ROANOKE TIMES

                         Roanoke Times
                 Copyright (c) 1995, Landmark Communications, Inc.

DATE: TUESDAY, June 28, 1994                   TAG: 9406300052
SECTION: VIRGINIA                    PAGE: B1   EDITION: METRO 
SOURCE: TODD JACKSON STAFF WRITER
DATELINE:                                 LENGTH: Medium


MURDERER OF TEEN-AGE INFORMANT DIES

Robert Earl Rose, convicted of murder in a 1982 case that sparked debate about police use of juvenile informants, died Wednesday at the Medical College of Virginia in Richmond, according to the state Department of Corrections.

Rose, 49, was an inmate at the Greensville Correctional Center in Jarratt. The cause of his death was not released Monday.

Rose was serving a life sentence for the April 1982 murder of Cecil Calloway, a 16-year-old Roanoker who reportedly had given city vice squad officers information that led to Rose's arrest on drug charges.

Rose, who had a history of drug-related convictions, was out on bond facing those charges at the time of the murder.

Calloway's body was dumped over an embankment near the Quarry Overlook on the Blue Ridge Parkway in Bedford County. An autopsy revealed he had been shot in the chest and back and also had been beaten over the head.

Bedford County Commonwealth's Attorney Jim Updike, who later prosecuted the case, was with state police and Roanoke vice squad officers when Rose was arrested and charged with the killing at his home, located above what was then "Mr. E's Place" - a nightclub Rose operated on 13th Street Northwest.

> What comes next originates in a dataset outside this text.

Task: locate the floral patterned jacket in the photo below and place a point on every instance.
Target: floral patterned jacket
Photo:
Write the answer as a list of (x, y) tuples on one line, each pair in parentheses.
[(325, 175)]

It was the first murder case Updike prosecuted that resulted in a life sentence, and the only one that has involved a police informant.

"I remember that everybody called him "Mr. E," Updike said Monday. "It was a brutal murder ... it really was."

Evelyn Calloway, the victim's mother, filed a $500,000 lawsuit against the Roanoke Police Department, the city of Roanoke and narcotics officer P.W. Sullivan in October 1983, alleging that police failed to protect her son after he became an informant. The suit was dismissed.

Sullivan, who is now a sergeant with the police department's COPE unit, said there was no policy dealing with the age of informants at the time of Calloway's murder.

In a 1982 news article, Roanoke Police Chief M. David Hooper said common sense was the main thing his officers used to decide with whom to work.

Hooper also distinguished between different types of informants, saying, "There's another category of people who, though they may be juveniles, are streetwise, worldly wise ... they are for all practical purposes grown-ups. You bet your bottom dollar we'll talk to them."

Hooper could not be reached for comment Monday.

The Police Department now has a guideline requiring that officers notify and receive permission from parents of prospective juvenile informants, Maj. J.L. Viar said.

He said he did not know if the policy was adopted as the result of Calloway's murder.